However, the clothier pressed charges. Parker was acquitted at a
jury trial.
He continued to work on ranches until
1884, when he moved to Tellurid, Colorado, ostensibly to seek work
but perhaps to deliver stolen horses to buyers. He led a cowboy's
life in Wyoming and in Montana, before returning to Telluride in
1887. There he met Matthew Warner, the owner of a race horse. The
men raced the horse at various events, dividing the winnings between
them.
1889-1894 — early robberies, going to
prison
The same trio, together with an unknown
fourth man, was responsible for the robbery on June 24, 1889, of the
San Miguel Valley Bank in Telluride in which they stole
approximately $21,000, after which they fled to the Robbers Roost, a
remote hideout in southeastern Utah.
In 1890, Parker purchased a ranch
near Dubois, Wyoming. This location is close to the notorious
Hole-in-the-Wall, a natural geological formation which afforded
outlaws much welcomed protection and cover, and so the suspicion has
always existed that Parker's ranching, at which he was never
economically successful, was in fact a façade which operated to
conceal more clandestine activities, perhaps in conjunction with
Hole-in-the-Wall outlaws.
In early 1894, Parker became involved
romantically with female Old West outlaw and rancher Ann Bassett.

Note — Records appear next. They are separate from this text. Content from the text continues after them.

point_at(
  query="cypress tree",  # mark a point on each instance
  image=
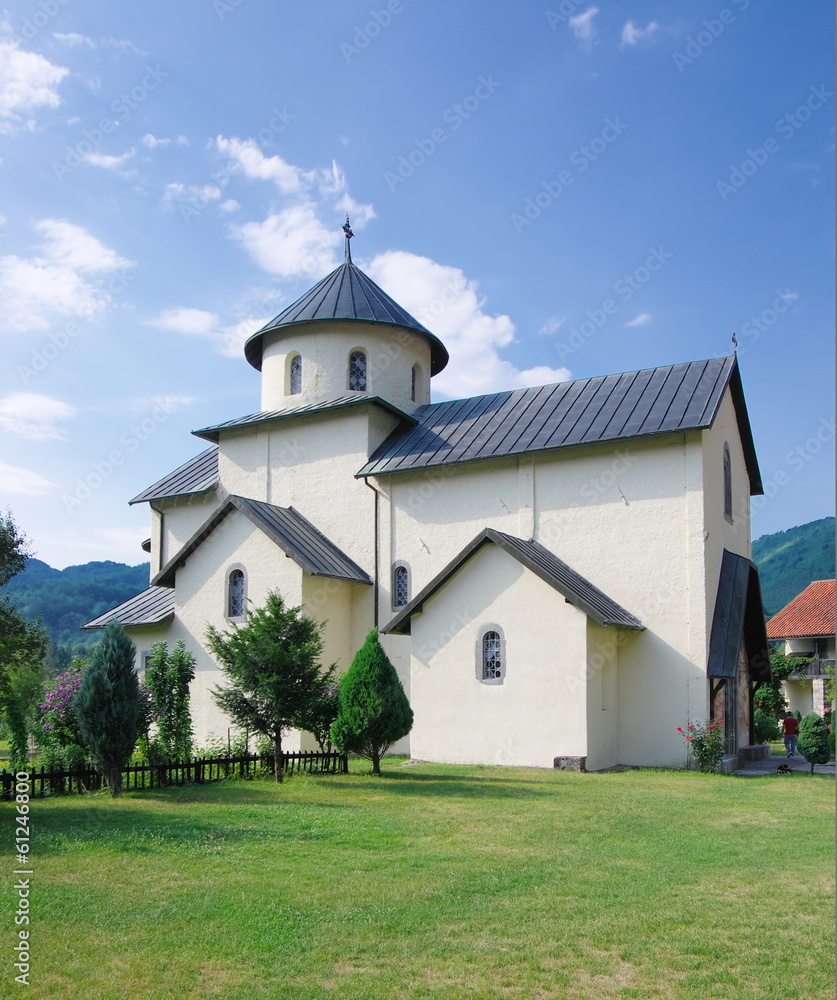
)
(373, 710)
(107, 705)
(813, 740)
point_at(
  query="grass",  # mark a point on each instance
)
(435, 882)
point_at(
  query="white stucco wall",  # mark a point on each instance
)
(324, 348)
(538, 712)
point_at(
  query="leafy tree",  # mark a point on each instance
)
(107, 705)
(374, 712)
(168, 676)
(813, 740)
(766, 727)
(272, 664)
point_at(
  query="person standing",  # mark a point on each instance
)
(790, 730)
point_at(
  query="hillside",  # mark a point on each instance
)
(68, 598)
(789, 560)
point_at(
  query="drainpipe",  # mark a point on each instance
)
(377, 516)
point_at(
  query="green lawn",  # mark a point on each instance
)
(435, 882)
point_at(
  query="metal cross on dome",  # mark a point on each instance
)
(347, 232)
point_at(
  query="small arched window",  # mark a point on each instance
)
(357, 371)
(491, 654)
(236, 594)
(400, 587)
(727, 483)
(295, 376)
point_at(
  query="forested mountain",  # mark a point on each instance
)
(67, 598)
(789, 560)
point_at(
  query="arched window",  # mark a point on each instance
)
(727, 483)
(236, 594)
(357, 371)
(295, 376)
(400, 587)
(491, 655)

Bassett's father, rancher Herb Bassett, did business with Parker,
supplying him with fresh horses and beef. That same year, Parker was
arrested at Lander, Wyoming, for stealing horses and possibly for
running a protection racket among the local ranchers there.
Imprisoned in the state prison in Laramie, Wyoming, he served 18
months of a two-year sentence and was released in January 1896,
having promised Governor William Alford Richards that he would not
again offend in that state in return for a partial remission of his
sentence. Upon his release, he became involved briefly with Ann
Bassett's older sister, Josie, then returned to his involvement with
Ann. |
1896-1897 — Leaving prison and forming the Wild
Bunch
Upon his release he associated himself with a
circle of criminals, most notably his closest friend Elzy Lay,
Harvey "Kid Curry" Logan, Ben Kilpatrick, Harry Tracy, Will "News"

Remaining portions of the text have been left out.